DEV Community

Winnie Kiragu
Winnie Kiragu

Posted on • Edited on

Monitoring in AWS

Monitoring Containers in AWS

Monitoring is crucial for all deployments as it lets you debug and gain a deeper understanding of the application you are trying to develop/maintain. This article is meant to help you get comfortable with logging/tracing on AWS for serverless infrastructure.

For AWS serverless infrastructure like Lambda/App Runner, troubleshooting may be one of the most difficult tasks, especially for those coming from a more traditional VM-based development infrastructure as you cannot log on to the VM or docker images.

There are several monitoring services that you can use that are easily integrated and managed depending on your use-case or application needs. While working with container workloads on AWS, one of the easiest ways to get started with monitoring is to leverage AWS monitoring tools. You can always use these third-party services. However, be cognisant that they do not increase the operational complexity for maintaining or deploying your application.

To begin, let’s be in the know that AWS CloudWatch collects monitoring and operational data in the form of logs, traces and metrics.


A) Logs

  • AWS documentation of log concepts cant be beat. They really do capture everything in a very easy to understand way. And as always, its best practice to always refer to the official documentation.
  • Truthfully, the most difficult thing about navigating this is finding the particular cloudwatch group/stream. To ensure you dont get into this loophole, always ensure you label your log groups properly when creating them.
  • Enabling logging through AWS Cloudwatch is automated for you if you are working with serverless infrastructure e.g ECS, EKS, Lambda or AWS App Runner. It's as simple as clicking on a checkbox to enable logging.
  • Self managed infrastructure requires abit more configuration, but be sure to label the log groups to also distinguish log groups for your dev environments and for your prod environments.
  • Tagging resources is also a great way to easily track the correct log groups, so review AWS documentation on tagging and evaluate if you may need to adapt anything in your current tagging processes.

B) Traces

  • A trace collects all the segments generated by a single request. That request is typically an HTTP GET or POST request that travels through a load balancer, hits your application code, and generates downstream calls to other AWS services or external web APIs.
  • X-Ray is also located on the AWS Cloudwatch dashboard under the Xray traces tab.
  • AWS X-Ray provides a visual map of successes and failures and lets you drill into individual traces for an execution and drill down into the details of how long each leg of the execution took.
  • You can only view your application traces if you had enabled your application to collect this data.

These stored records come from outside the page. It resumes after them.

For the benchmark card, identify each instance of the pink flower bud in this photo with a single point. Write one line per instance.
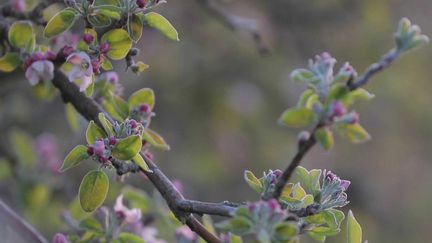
(38, 56)
(112, 141)
(104, 47)
(144, 108)
(67, 50)
(88, 38)
(90, 150)
(140, 3)
(273, 204)
(50, 55)
(59, 238)
(345, 184)
(133, 123)
(99, 147)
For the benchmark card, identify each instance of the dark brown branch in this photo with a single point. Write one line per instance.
(373, 69)
(90, 110)
(221, 209)
(296, 160)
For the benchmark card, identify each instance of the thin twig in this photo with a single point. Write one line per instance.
(90, 110)
(304, 148)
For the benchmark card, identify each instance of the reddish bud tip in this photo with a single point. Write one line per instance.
(88, 38)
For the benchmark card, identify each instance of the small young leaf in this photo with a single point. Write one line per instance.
(126, 237)
(354, 133)
(9, 62)
(354, 229)
(138, 159)
(106, 124)
(75, 157)
(119, 42)
(324, 136)
(94, 132)
(142, 96)
(302, 75)
(160, 23)
(21, 35)
(127, 148)
(60, 22)
(297, 117)
(252, 181)
(71, 116)
(155, 139)
(93, 190)
(135, 26)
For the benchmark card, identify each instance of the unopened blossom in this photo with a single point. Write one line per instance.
(59, 238)
(82, 69)
(18, 5)
(130, 216)
(149, 234)
(42, 70)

Dont be weary though, AWS Xray does not incur any additional fee or committment fee for either storage of these traces or for retrieving/viewing this data.
  • The only downside is that as of now is that it is not able to to enable tracing in quite a few AWS services, but if you are setting up your infrastructure with AWS Lambda, this is something you may want to try out.

C) Metrics

  • A metric represents a time-ordered set of data points that are published to CloudWatch.
  • Think of a metric as a variable to monitor, and the data points as representing the values of that variable over time. For example, the CPU usage of a particular EC2 instance is one metric provided by Amazon EC2.
  • Metrics belong to namespaces ie Ec2, Lambda. What this means is that collected metrics are available in CloudWatch automatic dashboards, and also viewable in the Metrics section of the CloudWatch console. Within these dashboards, they are organized into namespaces. Check it out...lolz (see me trying to get you to log into AWS there...haha)
  • I've mentioned something pretty cool here that I want to also talk more about; i.e CLoudwatch container insights.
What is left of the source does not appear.